Highlights & Insights¶
- The worst-path optimisation formulation is a highly natural model of the problem — the "weakest-link" effect is indeed the central challenge in retrosynthesis.
- Theoretical contributions are rigorous: existence and uniqueness of the optimal solution, monotonic improvement guarantees, and complete derivation of Bellman optimality equations.
- Practical significance is substantial: eliminating search at inference time reduces retrosynthesis from minutes to milliseconds.
- Attaining 92% performance with 10% of data suggests the worst-path objective leverages experience more efficiently than alternative objectives.
Limitations & Future Work¶
- Performance is bounded by the quality of the pretrained single-step model (Graph2Edits) — correct reactions outside the pretrained model's support cannot be recovered.
- Training requires approximately 48 hours (single A5000 GPU), which is acceptable but leaves room for optimisation.
- Evaluation is limited to the USPTO-50k training set; real-world reactions may exceed the coverage of this dataset.
- The tree MDP formulation assumes deterministic reaction recommendations, whereas real chemical reactions involve uncertainty (side reactions, yields).
Related Work & Insights¶
- vs.
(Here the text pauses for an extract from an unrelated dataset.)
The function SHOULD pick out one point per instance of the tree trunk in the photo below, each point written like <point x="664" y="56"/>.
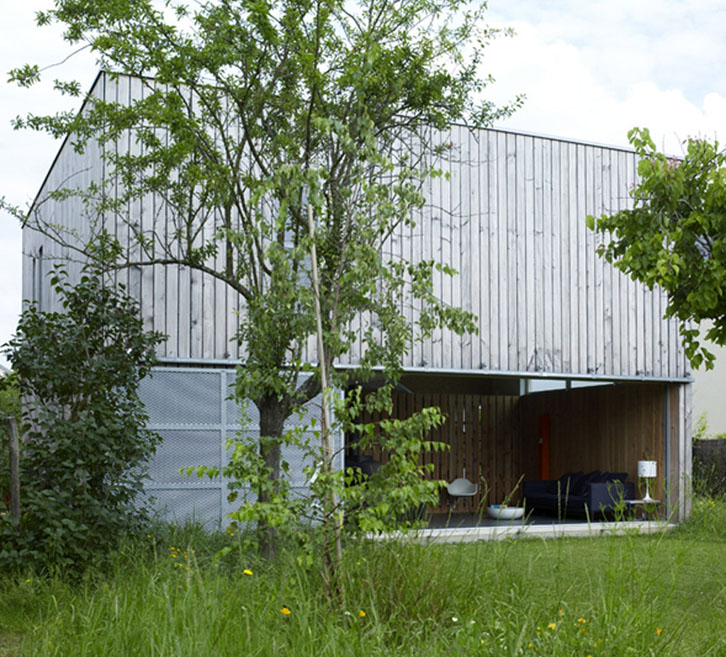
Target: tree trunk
<point x="272" y="421"/>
PDVN: PDVN also improves search policies via self-imitation but optimises average return and still relies on search at inference; InterRetro optimises the worst path and is entirely search-free.
- vs. MCTS/Retro*: Search-based methods require extensive model calls (500), whereas InterRetro achieves higher success rates via direct generation.
- vs. DreamRetroer: Comparable performance, but InterRetro does not depend on any external model augmentation.
Rating¶
- Novelty: ⭐⭐⭐⭐⭐ — The worst-path optimisation framework offers an entirely new perspective for retrosynthesis, with complete and elegant theoretical derivations.
- Experimental Thoroughness: ⭐⭐⭐⭐⭐ — Three benchmarks, multiple model call budgets, thorough ablations, and the first method to achieve 100% success rate.
- Writing Quality: ⭐⭐⭐⭐ — Problem motivation is clear; theory and algorithm are presented in a coherent and well-structured manner.
- Value: ⭐⭐⭐⭐⭐ — Search-free inference combined with 100% success rate represents significant practical value for computer-aided molecular synthesis.